Apart from all other issues: Your code disrespects the memory system. It should be
julia> function sum_rand_parallel2(n)
nthreads = Threads.nthreads()
s = zeros(nthreads<<3)
n_per_thread = n ÷ nthreads
Threads.@threads for i in 1:nthreads
for j in 1:n_per_thread
s[((i-1)<<3)+1] += rand()
end
end
sum(s)
end
julia> @btime sum_rand_parallel2(N)
617.204 ms (85 allocations: 12.94 KiB)
5.3686410968052244e8
julia> @btime sum_rand_parallel(N)
4.603 s (84 allocations: 11.97 KiB)
5.3686676919503814e8
Explanation: Cores are very fast, and very far away from each other (just like main memory – think like 100ns roundtrip as an effective 150m distance). Once cores start communicating with each other, everything grinds down to a halt. If one core writes something, and another core wants to read (or write) it, then both cores must communicate in order to ensure consistency. The important thing is that, for a CPU, “something” is not an object or address; it is a cacheline, i.e. 64 contiguous aligned bytes.

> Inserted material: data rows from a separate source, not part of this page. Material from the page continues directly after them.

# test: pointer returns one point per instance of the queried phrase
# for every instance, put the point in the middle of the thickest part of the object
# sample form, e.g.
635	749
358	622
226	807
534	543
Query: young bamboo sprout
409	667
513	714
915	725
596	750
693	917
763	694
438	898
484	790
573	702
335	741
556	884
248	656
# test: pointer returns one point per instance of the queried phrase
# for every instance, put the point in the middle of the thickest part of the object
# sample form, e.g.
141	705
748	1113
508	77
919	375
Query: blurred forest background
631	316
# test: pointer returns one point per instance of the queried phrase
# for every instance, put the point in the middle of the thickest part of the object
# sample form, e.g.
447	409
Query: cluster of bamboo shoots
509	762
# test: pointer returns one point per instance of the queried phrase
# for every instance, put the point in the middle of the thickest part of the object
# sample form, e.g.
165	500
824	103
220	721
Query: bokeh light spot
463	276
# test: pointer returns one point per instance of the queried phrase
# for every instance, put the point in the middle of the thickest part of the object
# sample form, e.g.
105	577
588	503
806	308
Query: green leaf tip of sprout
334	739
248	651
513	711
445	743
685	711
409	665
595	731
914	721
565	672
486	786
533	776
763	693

By using a dense array for your accumulators, all your cores want to access and modify the same cachelines. You may know that these writes/reads don’t overlap/race, but your CPU needs to run expensive coherence protocols to figure that out. If you instead space your accumulators out, then you guarantee that they don’t end up in the same cacheline.